Process optimization of Al-doped zinc oxide films as a window layer for Cu(In,Ga)Se2 thin film solar cells

Al-doped zinc oxide (AZO) thin film was deposited by an in-line pulsed-DC magnetron sputtering system for Cu(In, Ga)Se2 (CIGS) solar cell and optimum process conditions were analyzed. Of several process parameters, oxygen ratio to argon gas in the sputtering ambient was intensively investigated. As increasing the oxygen concentration from 0% to 2%, carrier concentration decreased from 4.8 × 1020 to 9.7 × 1017 cm−3 and Hall mobility reduced from 6.1 to 1.1 cm2/Vs.

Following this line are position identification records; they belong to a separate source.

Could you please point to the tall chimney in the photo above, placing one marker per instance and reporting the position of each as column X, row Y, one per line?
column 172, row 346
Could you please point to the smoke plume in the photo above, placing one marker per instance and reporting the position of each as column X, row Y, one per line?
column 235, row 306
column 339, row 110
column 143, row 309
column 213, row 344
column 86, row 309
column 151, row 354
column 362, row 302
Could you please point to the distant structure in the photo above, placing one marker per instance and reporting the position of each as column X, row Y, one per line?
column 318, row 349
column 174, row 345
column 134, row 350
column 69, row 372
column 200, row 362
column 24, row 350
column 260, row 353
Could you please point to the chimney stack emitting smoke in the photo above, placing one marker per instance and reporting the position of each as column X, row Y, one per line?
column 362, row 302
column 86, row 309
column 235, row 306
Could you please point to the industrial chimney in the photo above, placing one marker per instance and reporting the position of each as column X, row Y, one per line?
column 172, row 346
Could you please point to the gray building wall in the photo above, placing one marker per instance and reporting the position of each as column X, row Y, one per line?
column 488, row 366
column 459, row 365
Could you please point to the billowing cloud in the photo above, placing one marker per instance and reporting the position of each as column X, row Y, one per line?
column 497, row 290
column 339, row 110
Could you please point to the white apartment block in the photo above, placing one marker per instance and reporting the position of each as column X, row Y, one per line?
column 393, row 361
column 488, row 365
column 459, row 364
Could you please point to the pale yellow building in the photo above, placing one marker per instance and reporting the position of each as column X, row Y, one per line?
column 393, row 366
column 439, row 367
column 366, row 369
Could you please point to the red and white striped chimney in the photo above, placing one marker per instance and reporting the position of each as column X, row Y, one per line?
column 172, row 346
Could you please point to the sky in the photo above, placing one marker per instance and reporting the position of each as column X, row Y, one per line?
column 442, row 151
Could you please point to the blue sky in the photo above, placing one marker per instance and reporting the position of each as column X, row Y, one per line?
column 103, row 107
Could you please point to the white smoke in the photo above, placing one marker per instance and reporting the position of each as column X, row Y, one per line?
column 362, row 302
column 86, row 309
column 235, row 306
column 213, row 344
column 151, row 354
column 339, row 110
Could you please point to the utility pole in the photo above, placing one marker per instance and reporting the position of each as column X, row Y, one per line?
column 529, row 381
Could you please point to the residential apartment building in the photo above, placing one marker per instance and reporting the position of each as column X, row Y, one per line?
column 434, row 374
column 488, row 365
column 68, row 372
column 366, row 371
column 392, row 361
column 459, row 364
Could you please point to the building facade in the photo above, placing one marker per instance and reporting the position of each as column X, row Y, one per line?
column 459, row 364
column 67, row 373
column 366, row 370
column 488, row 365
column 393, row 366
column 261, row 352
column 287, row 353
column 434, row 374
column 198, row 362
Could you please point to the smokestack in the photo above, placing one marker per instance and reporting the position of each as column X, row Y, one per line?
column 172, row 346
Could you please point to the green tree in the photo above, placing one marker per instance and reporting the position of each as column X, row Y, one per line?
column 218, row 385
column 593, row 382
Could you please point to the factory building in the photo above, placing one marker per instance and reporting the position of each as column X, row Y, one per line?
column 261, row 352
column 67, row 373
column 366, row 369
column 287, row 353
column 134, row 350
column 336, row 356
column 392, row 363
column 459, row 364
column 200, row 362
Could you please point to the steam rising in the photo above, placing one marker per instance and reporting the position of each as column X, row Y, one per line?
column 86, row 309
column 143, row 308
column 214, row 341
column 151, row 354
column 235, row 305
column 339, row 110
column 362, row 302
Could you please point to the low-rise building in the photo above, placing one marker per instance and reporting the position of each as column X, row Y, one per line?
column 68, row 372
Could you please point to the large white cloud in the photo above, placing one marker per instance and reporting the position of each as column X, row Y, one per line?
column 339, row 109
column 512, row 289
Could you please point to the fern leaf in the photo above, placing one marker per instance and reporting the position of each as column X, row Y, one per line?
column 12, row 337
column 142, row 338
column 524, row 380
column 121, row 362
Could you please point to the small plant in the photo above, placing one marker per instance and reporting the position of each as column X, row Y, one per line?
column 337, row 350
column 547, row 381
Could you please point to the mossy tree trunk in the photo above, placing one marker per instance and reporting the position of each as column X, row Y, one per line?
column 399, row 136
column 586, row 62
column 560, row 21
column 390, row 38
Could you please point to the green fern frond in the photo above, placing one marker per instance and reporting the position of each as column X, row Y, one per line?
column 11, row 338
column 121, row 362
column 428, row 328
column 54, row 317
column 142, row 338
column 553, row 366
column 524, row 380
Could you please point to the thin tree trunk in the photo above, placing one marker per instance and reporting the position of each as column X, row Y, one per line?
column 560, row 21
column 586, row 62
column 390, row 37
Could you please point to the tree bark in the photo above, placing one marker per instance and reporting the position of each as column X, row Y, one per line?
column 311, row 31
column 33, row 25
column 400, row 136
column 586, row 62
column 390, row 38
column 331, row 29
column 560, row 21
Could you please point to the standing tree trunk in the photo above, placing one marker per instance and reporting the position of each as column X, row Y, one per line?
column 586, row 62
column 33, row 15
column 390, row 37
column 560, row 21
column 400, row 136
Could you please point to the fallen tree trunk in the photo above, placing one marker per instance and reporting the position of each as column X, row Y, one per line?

Resultantly, the resistivity of the AZO film increased significantly from 2.2 × 10−3 up to 5.9 × 10−1 Ω cm as increasing the oxygen concentration. This was due to the effect of the scattering mechanism depending on the role of the oxygen in the AZO film. The average transmittance in the range of visible light was lowest as about 74% in the film deposited without oxygen. By the way, the optical band gap was obtained with the most large value of 3.6 eV in the film deposited without oxygen. For examining the feasibility as a window layer, the optimal AZO film deposited without oxygen was applied for making the CIGS solar cell. In this CIGS solar cell, the absorber layer was formed by using the rapid thermal annealing method of CuGa/In metal precursors. The cell was satisfactorily operated with the efficiency of 7.69% even though the cell was not optimized for the buffer layer and the composition of the absorber, and had no metal grids and anti-reflection layer.